The market’s first realization is: AI can also participate in the on-chain economy.
Then it starts to assetize it—
Issuing the Agent’s own tokens, doing valuation, and building ecosystems.
Only then do they start talking about execution,
Meaning letting AI actually move your money on-chain.
The problem is—
The first two steps moved too quickly.
The third step is just beginning.
When I look at these projects, I focus on one thing:
Does it really “touch money”?
If it’s only helping you analyze and give signals,
Then it’s fundamentally no different from the previous quantitative tools.

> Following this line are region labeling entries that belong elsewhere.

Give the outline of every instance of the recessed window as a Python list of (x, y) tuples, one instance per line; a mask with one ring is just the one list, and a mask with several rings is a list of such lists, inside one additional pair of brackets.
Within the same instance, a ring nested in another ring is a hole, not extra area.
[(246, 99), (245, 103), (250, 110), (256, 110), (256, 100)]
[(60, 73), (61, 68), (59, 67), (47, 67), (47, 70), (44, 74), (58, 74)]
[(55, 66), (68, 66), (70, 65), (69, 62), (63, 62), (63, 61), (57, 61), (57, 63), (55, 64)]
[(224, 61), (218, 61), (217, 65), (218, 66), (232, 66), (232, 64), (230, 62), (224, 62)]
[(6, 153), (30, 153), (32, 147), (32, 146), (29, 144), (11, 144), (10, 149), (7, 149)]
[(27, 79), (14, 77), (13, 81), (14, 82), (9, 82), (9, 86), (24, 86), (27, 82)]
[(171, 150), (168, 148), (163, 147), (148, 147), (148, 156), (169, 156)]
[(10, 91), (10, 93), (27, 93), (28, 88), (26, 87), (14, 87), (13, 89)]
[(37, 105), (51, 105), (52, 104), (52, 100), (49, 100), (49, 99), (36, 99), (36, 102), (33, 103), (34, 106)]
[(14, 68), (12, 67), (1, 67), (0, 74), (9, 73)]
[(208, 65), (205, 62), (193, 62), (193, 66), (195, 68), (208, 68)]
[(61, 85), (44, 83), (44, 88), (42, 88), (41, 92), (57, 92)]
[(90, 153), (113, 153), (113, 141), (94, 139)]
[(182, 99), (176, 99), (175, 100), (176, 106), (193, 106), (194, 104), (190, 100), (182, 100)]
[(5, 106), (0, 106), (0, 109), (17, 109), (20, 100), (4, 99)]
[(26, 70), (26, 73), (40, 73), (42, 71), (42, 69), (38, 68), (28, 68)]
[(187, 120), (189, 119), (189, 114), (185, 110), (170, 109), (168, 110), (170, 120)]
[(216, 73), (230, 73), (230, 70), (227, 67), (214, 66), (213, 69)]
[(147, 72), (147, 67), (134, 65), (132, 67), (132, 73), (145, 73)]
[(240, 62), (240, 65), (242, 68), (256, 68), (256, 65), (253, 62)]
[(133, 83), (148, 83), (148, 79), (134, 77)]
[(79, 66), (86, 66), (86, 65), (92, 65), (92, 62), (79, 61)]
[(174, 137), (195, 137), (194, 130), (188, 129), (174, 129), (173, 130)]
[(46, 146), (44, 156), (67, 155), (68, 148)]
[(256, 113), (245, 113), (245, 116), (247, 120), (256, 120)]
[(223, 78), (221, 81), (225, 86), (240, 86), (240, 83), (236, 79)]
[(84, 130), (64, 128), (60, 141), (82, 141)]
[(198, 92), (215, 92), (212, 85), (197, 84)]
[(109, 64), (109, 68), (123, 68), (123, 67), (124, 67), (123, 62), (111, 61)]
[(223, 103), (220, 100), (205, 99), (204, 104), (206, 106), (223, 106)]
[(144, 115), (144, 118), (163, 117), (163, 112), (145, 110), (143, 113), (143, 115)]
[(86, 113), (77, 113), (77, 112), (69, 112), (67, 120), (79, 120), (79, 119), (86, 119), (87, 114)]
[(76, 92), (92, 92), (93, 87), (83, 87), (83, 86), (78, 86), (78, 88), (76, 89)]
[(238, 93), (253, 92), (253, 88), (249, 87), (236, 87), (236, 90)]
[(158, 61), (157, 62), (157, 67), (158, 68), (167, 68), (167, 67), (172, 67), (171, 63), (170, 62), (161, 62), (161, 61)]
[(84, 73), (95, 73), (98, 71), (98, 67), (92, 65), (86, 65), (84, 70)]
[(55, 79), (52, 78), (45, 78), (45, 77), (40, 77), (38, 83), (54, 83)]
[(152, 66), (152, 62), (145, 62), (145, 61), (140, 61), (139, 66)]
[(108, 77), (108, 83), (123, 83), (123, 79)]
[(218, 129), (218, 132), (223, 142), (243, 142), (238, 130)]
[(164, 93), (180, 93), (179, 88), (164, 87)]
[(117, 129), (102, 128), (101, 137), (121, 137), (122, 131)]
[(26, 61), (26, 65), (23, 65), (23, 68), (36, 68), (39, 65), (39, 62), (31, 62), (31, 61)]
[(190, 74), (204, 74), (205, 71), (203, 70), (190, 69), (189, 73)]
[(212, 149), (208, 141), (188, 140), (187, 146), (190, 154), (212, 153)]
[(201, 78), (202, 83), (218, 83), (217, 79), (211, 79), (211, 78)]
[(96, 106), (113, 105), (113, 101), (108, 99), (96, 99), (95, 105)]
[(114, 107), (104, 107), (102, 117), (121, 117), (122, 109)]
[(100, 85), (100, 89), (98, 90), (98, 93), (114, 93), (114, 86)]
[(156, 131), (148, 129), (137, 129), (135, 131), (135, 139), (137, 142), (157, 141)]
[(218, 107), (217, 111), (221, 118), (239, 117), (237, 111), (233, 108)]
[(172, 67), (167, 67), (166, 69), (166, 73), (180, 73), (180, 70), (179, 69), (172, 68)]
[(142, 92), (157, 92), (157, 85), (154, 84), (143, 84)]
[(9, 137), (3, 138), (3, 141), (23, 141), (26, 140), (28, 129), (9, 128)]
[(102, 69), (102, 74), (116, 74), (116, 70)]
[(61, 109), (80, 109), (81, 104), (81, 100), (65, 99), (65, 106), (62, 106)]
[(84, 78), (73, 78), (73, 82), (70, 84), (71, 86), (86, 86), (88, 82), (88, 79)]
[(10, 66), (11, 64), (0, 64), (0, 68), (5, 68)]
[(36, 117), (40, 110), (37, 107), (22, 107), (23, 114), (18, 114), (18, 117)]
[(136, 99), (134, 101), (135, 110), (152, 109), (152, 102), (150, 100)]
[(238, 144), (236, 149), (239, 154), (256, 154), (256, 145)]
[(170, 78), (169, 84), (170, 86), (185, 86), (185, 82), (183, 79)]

Once it starts executing trades,
The risk model is a completely different level.
The current technical path is also pretty realistic:
AI calculates off-chain,
and on-chain is just for execution.
To put it plainly,
Agents aren’t as “autonomous” as you think.
It’s more like a:
Thinking trading script.
But there’s a key point that many people overlook:
As long as it can move your assets,
it will definitely involve permissions, private keys, and signatures.
If anything goes wrong here,
then all the strategies above are 0.
So my current judgment on this track is:
Technology isn’t the bottleneck.
Trust is.
From what I can see at the application layer, it basically boils down to four things:
1) Automatically finding yield (helping you do arbitrage across different protocols)
2) Quantitative strategies with automated execution
3) Making trades using chat commands
4) Helping you watch your positions to prevent liquidation
The first two already have people running them.
The last two are still in the early stages.
But honestly—
the one with real value is the most boring one:
Risk control + monitoring.
Because it doesn’t directly move money,
it has a higher tolerance for errors,
and it’s also easier for institutions to accept.
There’s another point I’ve been thinking about recently:
Many people imagine AI helping you “make money automatically,”
but the reality is:
Even in traditional finance,
Agents haven’t been run through at scale yet.
Not to mention on-chain, with such a high-volatility + high-risk environment.
So at this stage, my attitude is very simple:
DeFAI = full of imagination, but slightly overhyped.
In the short term, focus on the narrative.
In the medium term, look at who can truly produce stable strategies.
In the long term, look at who can solve the “trust in execution” issue.
If I absolutely have to bet on one direction:
I’m more inclined toward
starting with “assistants” rather than “replacements.”
For example, watching positions, pre-emptive alerts, and governance analysis.
Then gradually transitioning to execution.
This track will definitely produce something,
but it probably won’t happen overnight.
Right now, it’s more like—
everyone is talking about the future,
but no one has really handed their money to AI for a long time.
I also still haven’t dared to put all my funds in.